Samuel Taylor Coleridge
“I learned a lot from [this] Romantic poet. He has a set of poems called ‘The Conversation Poems.’ And all of these poems begin with him at home. So he’s in a domestic setting. He’s in the living room or in the backyard. It’s all about location, location, location. Here I am, in front of the fireplace. Here I am, in front of an apple tree in my backyard. Then the poems take off and move into areas of imaginative speculation, wonder and even philosophical thought. I was impressed by the fact that you can get the reader located very early in the poem, like I’m sitting here looking at this tree, and the reader pretty much has to accept that, and to get the reader on board by making no demands at the beginning of the poem.

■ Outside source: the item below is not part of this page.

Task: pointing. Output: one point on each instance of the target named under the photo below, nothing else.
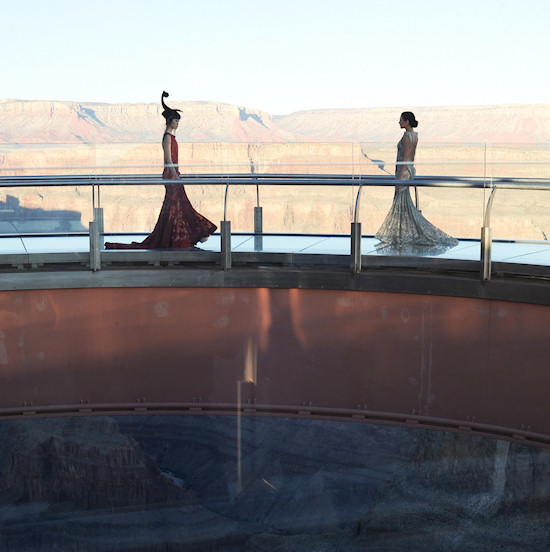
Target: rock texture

And then to increase the demands as the poem moves along. I learned that pattern from Coleridge. I’d say even the poems I write today, many of them follow that same pattern.”
Emily Dickinson
“From Emily Dickinson, I learned how to combine very common language with very complicated language. A word like teacup being simple and a word like civility being complex. She was a master of leaping from these two personalities of English language. Like we have the word face and the word countenance. We can usually choose between the abstract and the specific word.”
Robert Frost
“Frost is probably the master of craft. My poems don’t follow regular meter and rhyme but I think what I’ve inherited from Frost and other metrical poets is a sense of rhythm. A lot of my revisions in my poems are trying to make the cadence better or smoother. Also, the slyness of Frost. He’s wily and has a kind of dodgy relationship with the reader because he often doesn’t mean what he says. Good fences make good neighbors. Everyone quotes that but he disavows that in the poem. It’s this neighbor that’s saying that. Frost doesn’t believe that. In fact, he believes the opposite. So he’s cagey and I like being that way often with the reader instead of being earnest and trying to be sincere and emotionally convincing.”